In this project, we use text mining techniques to mine forum data and create a search system that allows users to get insight in forum posts (either Dutch or English)

Problem Context

Forum posts contain a lot of valuable information. Sometimes, however, it can be hard to find that information in the multitude of posts available. One context in which this problem becomes relevant is for cancer patients. Patients with various forms of cancer use forums to exchange information with others (‘informational support’) as well as discuss their emotions (‘emotional support’). For some patients, these online patient groups and discussions boards can help empower them, as they cope with their illness.

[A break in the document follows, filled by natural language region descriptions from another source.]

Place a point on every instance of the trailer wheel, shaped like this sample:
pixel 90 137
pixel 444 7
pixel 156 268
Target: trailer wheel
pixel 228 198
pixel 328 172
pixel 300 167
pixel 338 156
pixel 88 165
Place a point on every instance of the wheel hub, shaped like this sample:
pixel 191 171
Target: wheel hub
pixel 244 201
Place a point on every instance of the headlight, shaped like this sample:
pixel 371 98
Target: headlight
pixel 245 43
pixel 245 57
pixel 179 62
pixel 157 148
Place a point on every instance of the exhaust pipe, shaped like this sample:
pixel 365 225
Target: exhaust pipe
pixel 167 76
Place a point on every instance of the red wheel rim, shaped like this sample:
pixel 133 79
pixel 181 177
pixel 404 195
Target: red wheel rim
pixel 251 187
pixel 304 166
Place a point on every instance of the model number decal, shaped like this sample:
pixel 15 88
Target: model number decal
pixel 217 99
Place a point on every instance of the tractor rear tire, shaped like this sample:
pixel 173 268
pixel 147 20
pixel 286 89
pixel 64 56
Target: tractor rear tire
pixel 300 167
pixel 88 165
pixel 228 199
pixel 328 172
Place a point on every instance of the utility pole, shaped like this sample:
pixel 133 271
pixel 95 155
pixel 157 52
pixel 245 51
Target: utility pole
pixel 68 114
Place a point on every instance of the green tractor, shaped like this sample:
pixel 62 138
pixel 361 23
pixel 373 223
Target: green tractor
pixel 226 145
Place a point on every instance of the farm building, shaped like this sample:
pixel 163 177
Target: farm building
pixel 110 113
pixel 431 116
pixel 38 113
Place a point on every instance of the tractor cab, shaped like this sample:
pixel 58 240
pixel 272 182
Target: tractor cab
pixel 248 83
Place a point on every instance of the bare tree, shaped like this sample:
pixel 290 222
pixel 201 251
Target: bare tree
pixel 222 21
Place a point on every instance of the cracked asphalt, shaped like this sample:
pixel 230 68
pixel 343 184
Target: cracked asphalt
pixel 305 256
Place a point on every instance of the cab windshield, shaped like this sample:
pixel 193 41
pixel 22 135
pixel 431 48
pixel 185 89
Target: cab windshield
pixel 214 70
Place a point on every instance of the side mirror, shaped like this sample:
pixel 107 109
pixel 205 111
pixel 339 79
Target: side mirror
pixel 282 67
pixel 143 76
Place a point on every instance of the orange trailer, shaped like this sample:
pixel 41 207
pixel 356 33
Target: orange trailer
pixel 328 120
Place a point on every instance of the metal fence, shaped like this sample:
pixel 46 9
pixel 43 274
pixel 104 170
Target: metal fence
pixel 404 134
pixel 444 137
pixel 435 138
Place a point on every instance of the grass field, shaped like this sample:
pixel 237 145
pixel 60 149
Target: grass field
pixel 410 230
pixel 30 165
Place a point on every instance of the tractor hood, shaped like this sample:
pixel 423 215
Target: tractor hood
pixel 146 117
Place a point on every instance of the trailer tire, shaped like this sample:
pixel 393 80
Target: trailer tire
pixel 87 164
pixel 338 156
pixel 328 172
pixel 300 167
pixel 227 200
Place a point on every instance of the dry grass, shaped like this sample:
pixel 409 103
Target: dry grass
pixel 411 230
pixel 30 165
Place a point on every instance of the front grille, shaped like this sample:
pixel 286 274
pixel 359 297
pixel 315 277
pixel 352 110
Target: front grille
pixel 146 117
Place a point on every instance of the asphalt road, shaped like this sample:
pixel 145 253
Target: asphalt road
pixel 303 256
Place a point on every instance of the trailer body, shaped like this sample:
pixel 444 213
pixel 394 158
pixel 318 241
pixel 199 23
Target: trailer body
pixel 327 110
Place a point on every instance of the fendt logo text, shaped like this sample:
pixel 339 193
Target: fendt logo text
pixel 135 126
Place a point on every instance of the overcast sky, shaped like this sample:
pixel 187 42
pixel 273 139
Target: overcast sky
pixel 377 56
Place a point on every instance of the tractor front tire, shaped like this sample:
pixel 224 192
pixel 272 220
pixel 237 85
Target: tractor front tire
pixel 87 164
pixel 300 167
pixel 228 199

To aid people with various types of cancer (such as GIST and hemato-oncological types) in navigating online fora, natural language processing can be used. State-of-the-art natural language processing techniques can be used to extract entities (possible relevant nouns and verbs) from online fora. By using co-occurrence counts, an entity graph can be created. This can be combined with a smart (ElasticSearch) database and a search function to find the related posts for any query. In this project, specifically, a state-of-the-art summarization technique is used that was developed by the University Leiden. The technique takes the queries from users and uses them to select only the relevant sentences from online fora. A visualization is also developed to show all the functionalities properly.


In this project, a website was created to help users find relevant posts. In the designed website, users can search through forum posts through a search function. Additionally, they can gain insights into the posts by using a graph with related terms and their relations. The website was created specifically for cancer patients, offering insights into the English forum GIST and multiple Dutch fora for patients diagnosed with hemato-oncological cancer types. The website is validated by experts in the field. The website is still available, but it is locked with a password to keep track of the users.